Парни да девушки потянулись за околицу – песни петь, в игры играть. Дуняша осталась дома. Ей теперь до самой свадьбы ни на улицу, ни в церковь показываться не след, иначе отец осерчает.

Две недели назад был сговор, а заодно и смотрины, и Дуняша впервые увидела своего жениха. Это был молодой мужик, хотя уже вдовец: его первая жена умерла родами, и младенец тоже помер, даже не успели окрестить. Накануне смотрин тятенька наставлял ее строго, что с лица воду не пить, а мужа жена должна почитать не за красоту, а за добродетели его. Дуняша боялась поднять глаза, когда вышла к гостям с угощением, и поднос дрожал в ее руках. Потом уж, выглядывая из-за печки, разглядела, что жених ее и не косой, и не рябой, хотя, конечно же, красавцем назвать его нельзя. Отец его осанистый, плечистый, пышнобородый, говорит густым голосом; мать тоже крупная женщина, и рядом с ними он смотрелся неказисто. Сваха разливалась соловьем, нахваливая жениха; про невесту тоже говорила, что она горлинка голосом, солнышко волосом, вся как яблочко наливное, да рукодельница-то, да хозяюшка! Будущая свекровь слушала ее скороговорку, а сама смотрела колючими глазами на стоявшую перед ней Дуняшу, покрасневшую как маков цвет, и той хотелось бросить все, убежать и спрятаться в амбаре. Когда гости наконец ушли, она была ни жива ни мертва. Отец подозвал ее к себе, снял со стены икону и благословил; стоя на коленях, она целовала его руку и плакала. Он поднял ее, сам сел на лавку, а дочь посадил себе на колено, как в детстве, погладил большой жесткой ладонью по спине, стал говорить, что рано ли, поздно ли, а улетать голубке из родного гнезда. Мужа он ей нашел справного, достаточного, семья богатая, хозяйство большое, жить она будет, как у Христа за пазухой. Дуня обхватила его руками за шею и все плакала, повторяя: «Тятенька! Тятенька!», так что отцу это в конце концов надоело.

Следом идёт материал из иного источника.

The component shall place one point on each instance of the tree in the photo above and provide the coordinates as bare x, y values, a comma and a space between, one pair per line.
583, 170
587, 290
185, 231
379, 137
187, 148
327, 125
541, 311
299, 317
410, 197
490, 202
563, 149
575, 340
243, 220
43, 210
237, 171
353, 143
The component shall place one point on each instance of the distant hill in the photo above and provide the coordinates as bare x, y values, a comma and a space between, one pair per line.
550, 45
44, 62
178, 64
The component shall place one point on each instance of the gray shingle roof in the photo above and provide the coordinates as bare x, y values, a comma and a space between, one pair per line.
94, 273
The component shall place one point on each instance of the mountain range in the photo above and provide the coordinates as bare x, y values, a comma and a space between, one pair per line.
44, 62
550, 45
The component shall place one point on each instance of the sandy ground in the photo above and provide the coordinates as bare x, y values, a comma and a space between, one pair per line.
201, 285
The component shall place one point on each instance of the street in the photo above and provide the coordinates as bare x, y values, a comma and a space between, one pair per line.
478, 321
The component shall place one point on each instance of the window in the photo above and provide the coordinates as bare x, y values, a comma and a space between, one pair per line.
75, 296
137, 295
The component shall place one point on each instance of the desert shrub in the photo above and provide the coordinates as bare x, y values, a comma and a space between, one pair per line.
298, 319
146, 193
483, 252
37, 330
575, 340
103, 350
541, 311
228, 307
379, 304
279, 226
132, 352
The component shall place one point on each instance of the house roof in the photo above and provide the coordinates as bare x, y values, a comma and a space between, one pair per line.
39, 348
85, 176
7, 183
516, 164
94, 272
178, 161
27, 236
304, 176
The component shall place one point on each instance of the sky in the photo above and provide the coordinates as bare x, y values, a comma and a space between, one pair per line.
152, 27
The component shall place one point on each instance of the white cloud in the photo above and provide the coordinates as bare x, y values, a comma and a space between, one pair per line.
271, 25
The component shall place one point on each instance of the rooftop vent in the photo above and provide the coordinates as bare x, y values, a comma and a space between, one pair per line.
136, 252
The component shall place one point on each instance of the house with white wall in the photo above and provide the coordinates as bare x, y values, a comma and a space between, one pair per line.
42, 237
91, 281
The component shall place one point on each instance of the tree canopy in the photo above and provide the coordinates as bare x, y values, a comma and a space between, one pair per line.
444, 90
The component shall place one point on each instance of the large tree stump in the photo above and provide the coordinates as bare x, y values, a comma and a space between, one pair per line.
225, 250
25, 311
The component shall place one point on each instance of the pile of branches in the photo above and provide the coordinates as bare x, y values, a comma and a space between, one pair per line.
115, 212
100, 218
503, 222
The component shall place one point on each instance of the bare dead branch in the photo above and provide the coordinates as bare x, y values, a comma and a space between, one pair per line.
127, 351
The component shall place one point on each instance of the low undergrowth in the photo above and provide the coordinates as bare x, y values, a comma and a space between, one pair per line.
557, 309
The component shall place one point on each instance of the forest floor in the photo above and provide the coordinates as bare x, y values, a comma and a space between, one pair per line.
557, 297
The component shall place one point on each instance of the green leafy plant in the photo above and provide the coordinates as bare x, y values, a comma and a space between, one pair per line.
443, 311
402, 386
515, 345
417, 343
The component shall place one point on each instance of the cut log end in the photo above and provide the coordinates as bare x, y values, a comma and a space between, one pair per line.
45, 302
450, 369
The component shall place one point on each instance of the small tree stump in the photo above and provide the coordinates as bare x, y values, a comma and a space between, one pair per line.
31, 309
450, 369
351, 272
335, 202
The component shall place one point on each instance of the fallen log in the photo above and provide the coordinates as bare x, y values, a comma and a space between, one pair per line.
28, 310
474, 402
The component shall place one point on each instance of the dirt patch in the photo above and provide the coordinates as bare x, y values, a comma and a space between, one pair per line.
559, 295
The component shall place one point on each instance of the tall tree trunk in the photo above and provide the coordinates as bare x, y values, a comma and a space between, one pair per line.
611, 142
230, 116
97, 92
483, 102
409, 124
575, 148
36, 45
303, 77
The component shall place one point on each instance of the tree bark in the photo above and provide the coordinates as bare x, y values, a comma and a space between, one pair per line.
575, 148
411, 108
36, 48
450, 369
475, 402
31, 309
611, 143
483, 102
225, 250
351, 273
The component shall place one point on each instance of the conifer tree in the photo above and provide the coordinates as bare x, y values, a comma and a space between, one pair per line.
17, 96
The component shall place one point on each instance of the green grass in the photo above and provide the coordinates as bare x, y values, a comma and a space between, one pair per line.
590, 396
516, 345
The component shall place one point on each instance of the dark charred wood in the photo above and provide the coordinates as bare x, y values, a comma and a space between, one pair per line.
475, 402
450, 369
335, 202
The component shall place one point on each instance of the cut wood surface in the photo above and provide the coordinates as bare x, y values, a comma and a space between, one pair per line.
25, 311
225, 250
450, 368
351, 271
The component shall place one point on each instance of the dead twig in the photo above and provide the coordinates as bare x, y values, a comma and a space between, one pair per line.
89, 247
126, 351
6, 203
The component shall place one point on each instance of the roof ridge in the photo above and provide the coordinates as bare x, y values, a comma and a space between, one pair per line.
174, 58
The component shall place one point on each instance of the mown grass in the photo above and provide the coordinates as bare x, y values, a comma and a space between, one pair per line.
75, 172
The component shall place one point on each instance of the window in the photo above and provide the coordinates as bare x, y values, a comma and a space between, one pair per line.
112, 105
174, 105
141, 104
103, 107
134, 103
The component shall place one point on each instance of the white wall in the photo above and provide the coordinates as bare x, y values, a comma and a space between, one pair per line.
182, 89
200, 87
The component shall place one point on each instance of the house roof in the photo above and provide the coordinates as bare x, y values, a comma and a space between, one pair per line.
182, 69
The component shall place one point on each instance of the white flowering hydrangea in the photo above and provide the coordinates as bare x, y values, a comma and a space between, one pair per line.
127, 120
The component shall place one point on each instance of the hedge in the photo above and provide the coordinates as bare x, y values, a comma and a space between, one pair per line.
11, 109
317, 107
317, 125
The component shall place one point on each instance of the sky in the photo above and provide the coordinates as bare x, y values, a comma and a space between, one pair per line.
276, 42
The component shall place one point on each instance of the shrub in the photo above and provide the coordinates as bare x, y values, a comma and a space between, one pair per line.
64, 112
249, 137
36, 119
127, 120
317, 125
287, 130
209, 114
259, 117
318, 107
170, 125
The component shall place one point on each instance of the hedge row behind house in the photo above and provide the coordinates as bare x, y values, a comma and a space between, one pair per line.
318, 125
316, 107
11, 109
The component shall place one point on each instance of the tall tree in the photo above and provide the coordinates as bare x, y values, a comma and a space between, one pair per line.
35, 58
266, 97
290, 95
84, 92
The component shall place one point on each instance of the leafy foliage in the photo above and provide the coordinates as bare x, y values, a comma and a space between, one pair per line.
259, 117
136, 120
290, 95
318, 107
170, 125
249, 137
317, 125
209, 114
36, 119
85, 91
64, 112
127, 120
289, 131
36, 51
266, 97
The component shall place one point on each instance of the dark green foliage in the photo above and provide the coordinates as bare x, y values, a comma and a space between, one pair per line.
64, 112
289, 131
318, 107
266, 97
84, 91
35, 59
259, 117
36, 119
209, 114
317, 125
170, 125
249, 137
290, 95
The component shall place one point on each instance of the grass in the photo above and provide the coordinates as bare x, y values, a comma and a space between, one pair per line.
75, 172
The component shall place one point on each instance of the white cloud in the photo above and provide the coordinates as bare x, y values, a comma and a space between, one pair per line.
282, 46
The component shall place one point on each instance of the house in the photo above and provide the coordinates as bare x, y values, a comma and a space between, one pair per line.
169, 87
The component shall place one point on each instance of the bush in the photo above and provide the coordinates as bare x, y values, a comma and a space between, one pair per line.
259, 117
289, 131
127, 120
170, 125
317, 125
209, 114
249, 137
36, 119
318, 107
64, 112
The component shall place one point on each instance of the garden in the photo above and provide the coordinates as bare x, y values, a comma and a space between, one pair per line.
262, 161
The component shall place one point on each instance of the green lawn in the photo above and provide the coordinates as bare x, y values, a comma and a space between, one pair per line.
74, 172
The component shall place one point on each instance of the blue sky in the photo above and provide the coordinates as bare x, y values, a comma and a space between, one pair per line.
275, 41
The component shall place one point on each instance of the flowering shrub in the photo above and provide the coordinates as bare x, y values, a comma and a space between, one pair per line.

Через несколько дней жених прислал подарок – серебряное колечко. Дуня его приняла, а в ответ отдала рушник, который сама расшила красными петухами. Свадьбу назначили на Феклу Заревницу.

Рожь в том году уродилась богатая, но тятя не велел Дуне ходить в поле жать да снопы вязать; на барщине и на своем наделе трудилась Марья, хотя и была беременна, Дуня же должна была сидеть дома и шить себе приданое. Впрочем, дома-то бывает, что и присесть некогда: утром все еще затемно в поле уйдут, а ты корову подои, птицу накорми, поросенку дай, за лошадьми убери, воды натаскай, тесто замеси да печку растопи, чтобы вечером работники, когда вернутся, тепленького похлебали. Ребятишкам что ж – сунула по куску хлеба, да и ладно, бегают себе на улице целый день. Степку вон не докличешься: то с утра наладится на речку плотву удить, то ставить силки на перепелов, то в бабки с ребятами играть. Правда, Параша оставалась ей помощницей. Дуня скажет: ты бы пошла погуляла, а та льнет к сестре: научи меня, Дунюшка, шить. Навертит ей Дуня соломенных кукол и показывает, как шить им платья из лоскутков. Параша иголкой исколется, а молчит, виду не подает, старается, сопит; потом вдруг подбежит к Дуняше и обнимет ее крепко-крепко. И обе в слезы. Поплачут-поплачут и дальше за свои дела принимаются.